MakerDao is a decentralised lending platform that takes crypto collateral to issue a crypto-backed stablecoin called $DAI, it allows different collateral types and  is governed by Maker ($MKR) holders.

Main Feature

The system allows its users to deposit different types of collateral to obtain loans denominated in $DAI. Leans are overcollateralized with different ratios depending on the type of asset posted as collateral.  Once a debt position goes undercollateralized (< collateralization ratio %) it is liquidated by third party users and the borrower is penalized.

When a debt position goes insolvent (<100%) effective losses are generated, the protocol covers them by auctioning newly minted MKR tokens. 

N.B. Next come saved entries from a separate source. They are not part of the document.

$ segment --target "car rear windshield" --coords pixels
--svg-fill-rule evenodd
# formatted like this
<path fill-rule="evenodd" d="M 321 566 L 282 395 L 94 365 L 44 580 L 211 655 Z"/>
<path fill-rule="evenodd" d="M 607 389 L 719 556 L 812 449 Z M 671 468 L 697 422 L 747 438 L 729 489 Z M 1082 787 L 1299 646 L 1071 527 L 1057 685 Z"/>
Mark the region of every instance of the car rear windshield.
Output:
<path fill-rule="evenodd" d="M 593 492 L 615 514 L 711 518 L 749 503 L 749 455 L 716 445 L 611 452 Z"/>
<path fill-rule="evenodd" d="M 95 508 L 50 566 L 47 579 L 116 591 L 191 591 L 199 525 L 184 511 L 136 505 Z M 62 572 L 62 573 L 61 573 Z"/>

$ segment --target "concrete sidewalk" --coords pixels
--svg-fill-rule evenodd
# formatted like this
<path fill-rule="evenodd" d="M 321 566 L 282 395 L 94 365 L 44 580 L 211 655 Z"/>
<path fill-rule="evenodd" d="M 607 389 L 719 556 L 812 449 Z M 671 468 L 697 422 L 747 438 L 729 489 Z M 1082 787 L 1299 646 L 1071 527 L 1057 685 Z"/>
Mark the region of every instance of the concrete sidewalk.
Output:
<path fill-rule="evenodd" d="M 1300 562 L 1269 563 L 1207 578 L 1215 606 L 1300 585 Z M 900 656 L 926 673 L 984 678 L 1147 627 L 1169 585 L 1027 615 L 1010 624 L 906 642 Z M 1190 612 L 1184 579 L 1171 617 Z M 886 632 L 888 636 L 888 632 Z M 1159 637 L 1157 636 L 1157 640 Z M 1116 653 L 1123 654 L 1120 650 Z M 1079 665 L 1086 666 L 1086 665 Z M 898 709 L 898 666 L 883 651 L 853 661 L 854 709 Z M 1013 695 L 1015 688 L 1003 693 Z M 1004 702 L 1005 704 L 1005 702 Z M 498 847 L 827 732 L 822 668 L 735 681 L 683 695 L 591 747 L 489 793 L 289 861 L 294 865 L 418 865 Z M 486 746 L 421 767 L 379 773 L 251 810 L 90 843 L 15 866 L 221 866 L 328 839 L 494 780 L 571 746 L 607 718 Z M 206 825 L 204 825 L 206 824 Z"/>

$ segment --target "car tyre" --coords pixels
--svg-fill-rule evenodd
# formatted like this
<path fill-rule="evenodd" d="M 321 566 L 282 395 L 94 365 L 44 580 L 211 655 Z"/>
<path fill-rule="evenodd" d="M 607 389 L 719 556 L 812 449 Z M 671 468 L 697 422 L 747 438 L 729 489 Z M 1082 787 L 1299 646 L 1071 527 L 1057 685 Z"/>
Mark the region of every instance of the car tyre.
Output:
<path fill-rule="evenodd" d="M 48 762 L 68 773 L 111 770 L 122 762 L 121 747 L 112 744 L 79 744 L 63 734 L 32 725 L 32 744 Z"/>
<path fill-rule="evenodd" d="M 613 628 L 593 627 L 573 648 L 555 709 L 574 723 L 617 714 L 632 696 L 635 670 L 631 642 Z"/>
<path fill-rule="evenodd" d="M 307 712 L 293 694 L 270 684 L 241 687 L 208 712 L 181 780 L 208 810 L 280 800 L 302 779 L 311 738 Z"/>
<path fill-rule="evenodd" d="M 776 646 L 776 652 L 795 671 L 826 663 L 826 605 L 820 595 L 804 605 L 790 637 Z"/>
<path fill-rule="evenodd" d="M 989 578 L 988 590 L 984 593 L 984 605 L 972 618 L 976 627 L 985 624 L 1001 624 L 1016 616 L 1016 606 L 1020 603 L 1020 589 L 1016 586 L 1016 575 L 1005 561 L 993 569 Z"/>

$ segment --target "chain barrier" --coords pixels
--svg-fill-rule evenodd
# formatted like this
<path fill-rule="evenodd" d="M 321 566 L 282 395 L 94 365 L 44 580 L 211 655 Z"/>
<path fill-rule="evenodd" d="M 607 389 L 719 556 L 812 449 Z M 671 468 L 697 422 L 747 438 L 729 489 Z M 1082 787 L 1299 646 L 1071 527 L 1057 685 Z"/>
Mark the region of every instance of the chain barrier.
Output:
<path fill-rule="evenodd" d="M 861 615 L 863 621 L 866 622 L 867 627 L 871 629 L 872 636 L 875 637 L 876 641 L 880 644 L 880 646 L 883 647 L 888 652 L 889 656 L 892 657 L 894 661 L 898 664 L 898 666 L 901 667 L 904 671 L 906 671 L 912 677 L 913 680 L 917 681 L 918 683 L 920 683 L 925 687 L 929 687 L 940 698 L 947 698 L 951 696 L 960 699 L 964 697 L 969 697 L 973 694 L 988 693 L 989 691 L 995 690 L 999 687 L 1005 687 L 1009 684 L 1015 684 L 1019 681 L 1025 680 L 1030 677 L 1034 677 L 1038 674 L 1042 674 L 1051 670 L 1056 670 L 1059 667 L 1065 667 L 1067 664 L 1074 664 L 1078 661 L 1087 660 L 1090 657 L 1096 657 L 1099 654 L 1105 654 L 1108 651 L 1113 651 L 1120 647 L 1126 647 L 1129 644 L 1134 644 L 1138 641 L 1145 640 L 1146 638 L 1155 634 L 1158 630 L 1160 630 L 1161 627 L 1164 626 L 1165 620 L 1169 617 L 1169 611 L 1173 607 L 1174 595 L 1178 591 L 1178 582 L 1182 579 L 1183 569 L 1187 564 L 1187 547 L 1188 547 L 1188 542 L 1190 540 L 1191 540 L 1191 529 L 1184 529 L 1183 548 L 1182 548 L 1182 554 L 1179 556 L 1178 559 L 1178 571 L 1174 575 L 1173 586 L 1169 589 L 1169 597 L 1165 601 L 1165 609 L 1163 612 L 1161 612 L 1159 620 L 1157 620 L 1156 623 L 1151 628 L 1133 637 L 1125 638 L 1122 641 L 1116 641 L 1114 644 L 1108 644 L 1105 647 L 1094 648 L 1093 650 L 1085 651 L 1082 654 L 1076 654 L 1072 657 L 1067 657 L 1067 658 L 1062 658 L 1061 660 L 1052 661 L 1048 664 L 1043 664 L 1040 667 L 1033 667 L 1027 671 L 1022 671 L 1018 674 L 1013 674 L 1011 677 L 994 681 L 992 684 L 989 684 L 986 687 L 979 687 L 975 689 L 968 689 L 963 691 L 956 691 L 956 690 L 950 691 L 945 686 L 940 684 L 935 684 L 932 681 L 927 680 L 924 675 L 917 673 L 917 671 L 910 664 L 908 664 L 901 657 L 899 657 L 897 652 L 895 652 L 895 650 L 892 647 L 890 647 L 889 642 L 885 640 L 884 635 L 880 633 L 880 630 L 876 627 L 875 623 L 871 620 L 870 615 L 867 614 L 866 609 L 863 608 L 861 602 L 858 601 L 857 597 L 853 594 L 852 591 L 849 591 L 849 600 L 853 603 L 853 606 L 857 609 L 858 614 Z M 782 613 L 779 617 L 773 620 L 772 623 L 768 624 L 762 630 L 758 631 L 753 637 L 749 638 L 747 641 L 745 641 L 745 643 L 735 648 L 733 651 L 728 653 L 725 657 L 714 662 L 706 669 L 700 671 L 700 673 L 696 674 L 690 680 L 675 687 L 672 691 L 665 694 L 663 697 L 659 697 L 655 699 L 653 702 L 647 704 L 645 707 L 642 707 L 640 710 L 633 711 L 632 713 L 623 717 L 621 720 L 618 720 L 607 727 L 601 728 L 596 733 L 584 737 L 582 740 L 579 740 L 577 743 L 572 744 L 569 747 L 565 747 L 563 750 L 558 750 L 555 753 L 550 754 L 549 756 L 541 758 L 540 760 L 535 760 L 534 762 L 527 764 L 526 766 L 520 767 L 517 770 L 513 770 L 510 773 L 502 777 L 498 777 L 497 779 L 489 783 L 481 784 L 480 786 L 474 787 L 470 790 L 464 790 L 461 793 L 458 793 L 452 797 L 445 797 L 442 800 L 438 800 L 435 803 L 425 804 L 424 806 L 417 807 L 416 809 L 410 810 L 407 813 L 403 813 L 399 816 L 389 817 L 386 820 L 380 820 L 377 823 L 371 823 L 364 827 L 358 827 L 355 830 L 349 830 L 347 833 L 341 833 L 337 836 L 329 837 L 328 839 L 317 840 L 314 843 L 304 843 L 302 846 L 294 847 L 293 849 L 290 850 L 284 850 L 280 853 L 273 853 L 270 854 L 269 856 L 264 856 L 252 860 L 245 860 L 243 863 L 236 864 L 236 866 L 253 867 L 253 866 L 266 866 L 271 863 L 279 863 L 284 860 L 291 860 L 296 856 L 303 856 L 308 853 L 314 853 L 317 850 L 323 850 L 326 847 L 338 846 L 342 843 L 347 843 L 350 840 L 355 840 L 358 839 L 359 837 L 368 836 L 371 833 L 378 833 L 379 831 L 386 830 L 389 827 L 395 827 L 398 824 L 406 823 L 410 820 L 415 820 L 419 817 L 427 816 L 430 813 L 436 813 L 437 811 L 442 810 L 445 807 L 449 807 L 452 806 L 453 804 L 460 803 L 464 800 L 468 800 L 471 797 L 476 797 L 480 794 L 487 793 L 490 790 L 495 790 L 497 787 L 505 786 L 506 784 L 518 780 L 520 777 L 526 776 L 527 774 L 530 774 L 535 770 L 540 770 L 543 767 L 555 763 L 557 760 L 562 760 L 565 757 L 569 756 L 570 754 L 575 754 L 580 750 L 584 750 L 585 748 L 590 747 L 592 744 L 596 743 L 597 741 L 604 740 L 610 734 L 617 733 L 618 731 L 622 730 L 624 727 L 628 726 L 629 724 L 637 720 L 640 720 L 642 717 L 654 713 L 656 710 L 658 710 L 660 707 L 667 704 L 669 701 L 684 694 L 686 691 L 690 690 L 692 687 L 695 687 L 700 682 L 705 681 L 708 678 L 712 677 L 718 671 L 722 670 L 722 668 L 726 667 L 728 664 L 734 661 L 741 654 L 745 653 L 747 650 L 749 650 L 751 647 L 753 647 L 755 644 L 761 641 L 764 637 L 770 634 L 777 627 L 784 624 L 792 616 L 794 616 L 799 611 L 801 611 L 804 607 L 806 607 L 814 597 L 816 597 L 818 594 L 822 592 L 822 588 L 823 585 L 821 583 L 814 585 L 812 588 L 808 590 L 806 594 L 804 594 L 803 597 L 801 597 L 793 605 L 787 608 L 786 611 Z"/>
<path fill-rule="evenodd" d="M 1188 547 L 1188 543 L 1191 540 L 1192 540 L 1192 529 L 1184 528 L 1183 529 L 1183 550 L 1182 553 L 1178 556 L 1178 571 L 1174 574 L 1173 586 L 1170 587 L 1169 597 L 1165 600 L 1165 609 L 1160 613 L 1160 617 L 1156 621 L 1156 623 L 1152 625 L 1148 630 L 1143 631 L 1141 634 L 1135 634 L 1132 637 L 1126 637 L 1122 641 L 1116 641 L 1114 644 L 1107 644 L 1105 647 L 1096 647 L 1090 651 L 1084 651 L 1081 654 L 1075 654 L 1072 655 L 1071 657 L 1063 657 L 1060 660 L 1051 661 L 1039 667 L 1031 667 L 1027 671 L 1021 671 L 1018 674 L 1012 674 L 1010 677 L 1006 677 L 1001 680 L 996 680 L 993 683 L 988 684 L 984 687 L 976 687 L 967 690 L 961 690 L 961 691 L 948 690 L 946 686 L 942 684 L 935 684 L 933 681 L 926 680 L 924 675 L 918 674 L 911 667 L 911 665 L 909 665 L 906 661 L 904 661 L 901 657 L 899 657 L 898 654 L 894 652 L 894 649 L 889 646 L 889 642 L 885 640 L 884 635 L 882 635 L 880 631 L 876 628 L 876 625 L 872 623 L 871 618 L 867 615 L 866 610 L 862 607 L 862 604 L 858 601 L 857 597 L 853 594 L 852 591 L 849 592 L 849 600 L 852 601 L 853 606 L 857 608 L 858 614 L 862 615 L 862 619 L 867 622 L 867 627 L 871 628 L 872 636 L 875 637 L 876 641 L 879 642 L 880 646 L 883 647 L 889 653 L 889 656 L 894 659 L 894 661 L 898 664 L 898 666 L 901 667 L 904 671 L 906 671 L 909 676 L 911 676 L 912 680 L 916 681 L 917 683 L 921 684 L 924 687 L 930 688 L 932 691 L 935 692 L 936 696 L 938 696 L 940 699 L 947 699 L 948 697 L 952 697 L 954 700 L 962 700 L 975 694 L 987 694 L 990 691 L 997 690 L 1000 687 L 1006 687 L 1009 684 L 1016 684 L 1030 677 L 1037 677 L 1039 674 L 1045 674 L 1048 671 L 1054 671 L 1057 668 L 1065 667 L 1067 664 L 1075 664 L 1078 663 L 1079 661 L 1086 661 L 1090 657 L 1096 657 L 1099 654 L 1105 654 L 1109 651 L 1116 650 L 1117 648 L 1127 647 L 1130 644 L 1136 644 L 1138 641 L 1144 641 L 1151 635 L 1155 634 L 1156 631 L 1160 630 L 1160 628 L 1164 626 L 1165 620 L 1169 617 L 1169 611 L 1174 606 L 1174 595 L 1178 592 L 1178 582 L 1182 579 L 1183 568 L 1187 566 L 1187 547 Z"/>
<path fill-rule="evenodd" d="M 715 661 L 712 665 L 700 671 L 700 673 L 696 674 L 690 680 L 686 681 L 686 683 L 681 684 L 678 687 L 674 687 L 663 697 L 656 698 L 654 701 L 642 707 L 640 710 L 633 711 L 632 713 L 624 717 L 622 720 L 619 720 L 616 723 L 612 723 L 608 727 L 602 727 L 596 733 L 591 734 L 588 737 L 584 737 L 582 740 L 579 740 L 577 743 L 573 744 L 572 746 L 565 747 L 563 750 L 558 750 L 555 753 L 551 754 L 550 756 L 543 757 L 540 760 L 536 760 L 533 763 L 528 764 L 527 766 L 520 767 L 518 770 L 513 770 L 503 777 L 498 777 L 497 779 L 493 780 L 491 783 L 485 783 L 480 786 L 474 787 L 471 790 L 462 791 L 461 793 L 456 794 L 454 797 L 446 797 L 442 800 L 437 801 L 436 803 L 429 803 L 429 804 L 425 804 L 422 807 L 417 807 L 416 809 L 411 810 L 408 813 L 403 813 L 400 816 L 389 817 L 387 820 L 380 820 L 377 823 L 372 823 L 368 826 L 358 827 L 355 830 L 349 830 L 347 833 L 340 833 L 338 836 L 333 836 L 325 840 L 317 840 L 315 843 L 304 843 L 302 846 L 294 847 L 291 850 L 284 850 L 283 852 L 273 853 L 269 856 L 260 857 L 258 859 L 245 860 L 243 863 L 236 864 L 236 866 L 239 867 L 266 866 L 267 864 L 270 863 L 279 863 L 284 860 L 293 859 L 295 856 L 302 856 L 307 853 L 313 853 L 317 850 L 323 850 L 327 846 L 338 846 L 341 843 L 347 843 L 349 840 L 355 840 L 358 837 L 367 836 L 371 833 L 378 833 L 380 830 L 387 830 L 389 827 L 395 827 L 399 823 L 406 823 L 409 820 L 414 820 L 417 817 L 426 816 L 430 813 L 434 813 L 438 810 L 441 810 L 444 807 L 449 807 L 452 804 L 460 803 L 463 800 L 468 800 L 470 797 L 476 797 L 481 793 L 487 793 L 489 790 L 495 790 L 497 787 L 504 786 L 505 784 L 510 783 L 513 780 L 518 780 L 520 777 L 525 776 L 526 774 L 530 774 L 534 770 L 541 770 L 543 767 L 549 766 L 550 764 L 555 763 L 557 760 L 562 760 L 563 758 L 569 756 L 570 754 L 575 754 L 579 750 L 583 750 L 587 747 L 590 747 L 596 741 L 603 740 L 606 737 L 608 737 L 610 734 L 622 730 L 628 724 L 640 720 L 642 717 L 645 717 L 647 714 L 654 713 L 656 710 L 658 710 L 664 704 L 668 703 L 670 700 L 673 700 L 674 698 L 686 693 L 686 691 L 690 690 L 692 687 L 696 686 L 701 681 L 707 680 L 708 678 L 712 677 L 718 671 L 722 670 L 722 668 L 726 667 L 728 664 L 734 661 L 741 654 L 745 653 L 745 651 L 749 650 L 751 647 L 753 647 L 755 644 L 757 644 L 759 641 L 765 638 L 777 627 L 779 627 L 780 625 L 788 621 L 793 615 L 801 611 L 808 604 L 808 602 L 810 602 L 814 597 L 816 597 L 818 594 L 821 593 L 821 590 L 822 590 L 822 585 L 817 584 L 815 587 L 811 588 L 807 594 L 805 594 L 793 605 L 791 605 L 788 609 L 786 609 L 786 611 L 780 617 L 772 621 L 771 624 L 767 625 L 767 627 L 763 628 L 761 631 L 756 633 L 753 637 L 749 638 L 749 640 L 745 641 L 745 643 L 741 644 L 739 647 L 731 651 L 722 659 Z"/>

The MKR token entitles its holders to receive a stability fee of about 1%. Furthermore it is used in governance to vote on different proposals. As an example of governance the $MKR token is used to set collateralization ratios for different collateral assets. 


  • Multi collateral debt mechanism
  • Different capitalization ratios set by decentralized governance
  • 1% stability fee
  • $MKR governance token
  • Insolvency resolved with new $MKR issuance 
  • Collateral redeemable only by the original borrower in normal times
  • Collateral can be liquidated by third parties when the position goes undercollateralized


Alchemix is a platform for the creation of yield-backed synthetic tokens, in our analysis will focus on the stablecoins,  that users can acquire for no cost in exchange for locking collateral in the system. 

The stablecoin synthetic token (alUSD) is basically backed by future yield earned by the collateral deposited in the platform. 

Main Feature

User needs to deposit DAI with a 200% collateralization ratio requirement into a vault. Users’ DAI is then deployed  to earn yield in the yield strategies platforms. Users can mint the stable coin alUSD up to 50% of the amount of DAI they have deposited. The  yield generated by the strategies is then used to balance the existing asUSD debt, which will slowly decrease with time. As the protocol repays users’ debt, they can withdraw more DAI or mint more alUSD as desired. Once a user has 0 alUSD debt remaining, they are free to withdraw all of their deposited collateral. 


  • The Alchemix protocol. In other words, the loan pays itself off.